The Bill also tries to reignite the crypto wars by empowering Ofcom to require services to use “accredited technology” (read: software written by GCHQ contractors) to scan your WhatsApp messages. The idea that you can catch violent criminals such as child abusers and terrorists by bulk text scanning is entirely implausible; the error rates are so high that the police would swamped with false positives. Quite apart from that, bulk intercept has always been illegal in Britain, and would also contravene the European Convention on Human Rights, to which we are still a signatory despite Brexit. This power to mandate client-side scanning has to be scrapped, a move that quite a few MPs already support.

But what should we do instead about illegal images of minors, and about violent online political extremism? More local policing would be better; we explain why. This is informed by our work on the link between violent extremism and misogyny, as well as our analysis of a similar proposal in the EU. So it is welcome that the government is hiring more police officers. What’s needed now is a greater focus on family violence, which is the root cause of most child abuse, rather than using child abuse as an excuse to increase the central agencies’ surveillance powers and budgets.
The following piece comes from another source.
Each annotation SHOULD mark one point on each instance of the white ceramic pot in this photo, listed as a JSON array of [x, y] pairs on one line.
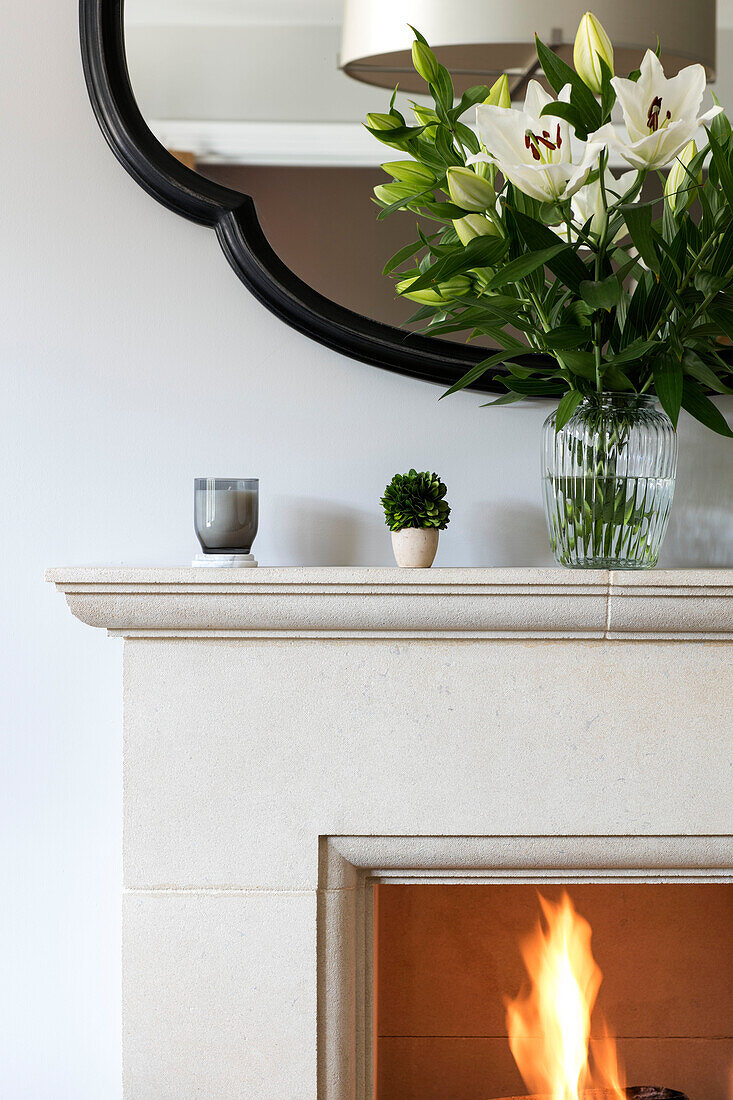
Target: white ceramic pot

In our Policy Brief, we also discuss content moderation, and suggest that it be guided by the principle of minimising cruelty. One of the other panelists, Graham Smith, discussed the legal difficulties of regulating speech and made a strong case that restrictions (such as copyright, libel, incitement and harassment) should be set out in primary legislation rather than farmed out to private firms, as at present, or to a regulator, as the Bill proposes. Given that most of the bad stuff is illegal already, why not make a start by enforcing the laws we already have, as they do in Germany? British policing efforts online range from the pathetic to the outrageous. It looks like Parliament will have some interesting decisions to take when the bill comes back.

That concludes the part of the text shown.